I personally experienced and witnessed how painful it was to loss a relative or even just a friend. When my best friend died I really shed tears. I loved him and treat him as my father. We were so close even though we were not in the same age level. His death was one of the saddest moments I had ever experienced. I lost a friend in an unexpected moment in which I did not have the opportunity to thank him for all the things he had done to me. I have many things to say to him about his personality, his goodness not only to me but to other people and most especially on how he treated and accepted me as his best friend. He was just a simple man, an ordinary jeepney driver but possessed a very kind, compassionate and loving heart. I was not able to repay his goodness and even say a little words of appreciation to him because I was not vocal in expressing my innermost feelings because I thought he would always be with me but unfortunately I was wrong. He died peacefully and had no chance of knowing how I value his presence in my life. He left me without knowing that his presence was God’s blessing to me.

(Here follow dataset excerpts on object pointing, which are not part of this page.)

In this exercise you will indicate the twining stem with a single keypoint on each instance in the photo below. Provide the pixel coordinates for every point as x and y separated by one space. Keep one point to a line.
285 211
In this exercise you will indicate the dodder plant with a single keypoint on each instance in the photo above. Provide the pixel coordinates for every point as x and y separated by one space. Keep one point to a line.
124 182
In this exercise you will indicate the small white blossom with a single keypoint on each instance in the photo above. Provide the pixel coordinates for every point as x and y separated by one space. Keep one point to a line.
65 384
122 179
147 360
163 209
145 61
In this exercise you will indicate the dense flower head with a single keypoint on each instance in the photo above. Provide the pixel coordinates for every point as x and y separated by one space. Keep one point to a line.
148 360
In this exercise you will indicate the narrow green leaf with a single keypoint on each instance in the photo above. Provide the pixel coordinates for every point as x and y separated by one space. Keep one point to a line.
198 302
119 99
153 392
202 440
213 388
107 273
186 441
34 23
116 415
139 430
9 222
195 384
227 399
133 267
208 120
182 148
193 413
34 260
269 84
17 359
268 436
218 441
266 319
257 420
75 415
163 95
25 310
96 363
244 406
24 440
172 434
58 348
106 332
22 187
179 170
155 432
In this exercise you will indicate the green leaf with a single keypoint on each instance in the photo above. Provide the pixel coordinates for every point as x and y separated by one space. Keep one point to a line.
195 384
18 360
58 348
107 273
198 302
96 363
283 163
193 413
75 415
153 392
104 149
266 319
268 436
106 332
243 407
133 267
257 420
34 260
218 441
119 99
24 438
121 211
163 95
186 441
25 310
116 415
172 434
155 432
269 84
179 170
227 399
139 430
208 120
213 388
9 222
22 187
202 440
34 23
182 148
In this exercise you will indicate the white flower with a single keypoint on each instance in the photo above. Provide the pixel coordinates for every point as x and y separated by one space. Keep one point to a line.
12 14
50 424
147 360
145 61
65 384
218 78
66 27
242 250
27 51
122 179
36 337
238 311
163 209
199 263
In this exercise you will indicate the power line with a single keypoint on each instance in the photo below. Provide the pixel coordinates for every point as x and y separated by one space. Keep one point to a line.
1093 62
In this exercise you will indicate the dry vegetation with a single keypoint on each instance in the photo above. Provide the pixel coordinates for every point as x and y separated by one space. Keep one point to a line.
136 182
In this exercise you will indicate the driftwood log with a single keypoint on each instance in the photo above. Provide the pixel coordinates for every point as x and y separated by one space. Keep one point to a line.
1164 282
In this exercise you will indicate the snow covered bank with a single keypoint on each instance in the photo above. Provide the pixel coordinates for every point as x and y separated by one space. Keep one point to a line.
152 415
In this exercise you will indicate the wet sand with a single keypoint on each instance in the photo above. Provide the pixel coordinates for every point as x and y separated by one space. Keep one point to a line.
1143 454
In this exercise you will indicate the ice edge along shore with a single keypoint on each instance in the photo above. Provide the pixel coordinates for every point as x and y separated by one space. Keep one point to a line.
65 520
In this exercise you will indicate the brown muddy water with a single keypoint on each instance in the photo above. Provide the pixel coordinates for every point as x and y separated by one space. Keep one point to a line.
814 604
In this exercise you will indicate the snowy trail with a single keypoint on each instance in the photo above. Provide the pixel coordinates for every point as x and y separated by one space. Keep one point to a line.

During funeral masses, I observed that after the mass a friend or most likely a relative would gave a little speech about the dead person. Just a few words of gratitude and appreciation to the deceased relative or friend but for me it was useless. Practically the dead could no longer hear those sweet words that they uttered. That is why we weep because we have no more chance to express what we felt deep inside us. Every time I saw a dead body lying in the coffin I could not help myself thinking of my own death. A time where I could reflect and be reminded that I am just a mere temporal creature like a flower in the garden that blooms but in due time it withers and fades. The “Bobby” that people used to know would eventually become a mere thing. What if I would be dead right now? What would be the stories of the people as they gaze at me lying peacefully inside my coffin? What memories they can remember in me especially those people who became part of my life? These are just simple questions but I do not know what would be the answers. How I wish I could still hear all the answers before I lay down into my final resting place. Similarly, like the case of Bemboy, he left the seminary without knowing that he was valuable to the Panis batch, although we gave him a little tribute but I think that short video clips was not enough to express his worth in this community. He gave joy to the community and showed himself as a real brother to others. But I failed to express my appreciation to him. It was later that I realized his worth when he decided to leave the seminary. Perhaps, it is really true that we realize the value of the person when he is gone.
In the same way, when Jesus was still here on earth doing his public ministry people did not value his presence. They did not exert any interest to listen to his words and follow his teachings and deeds His is just “nobody” in the community, an ordinary carpenter because they did not acknowledge who really Jesus is. But after his death and resurrection their perception of Jesus had change. His death brought a new understanding to the people. That incident opened up a new knowledge to the people that Jesus is really the son of God and because of this they were so eager to proclaim who Jesus is. They did not just retold and shared their experiences about Jesus but they really preached the words and deeds of Jesus. The truth about Him was being proclaimed by the early Christians because they were convinced that Jesus is the Son of God made flesh.
Human beings are merely a breath whose life fades like a passing shadow… This is not our home. We are like foreigners having pilgrimage and so we have to cherish every moment when we are with the people whom we love. We have to express what we feel to the people who became a gift in our lives and be thankful to God for the gift of friendship.
Do we have to wait that people will die for us to realize how important they are in our lives?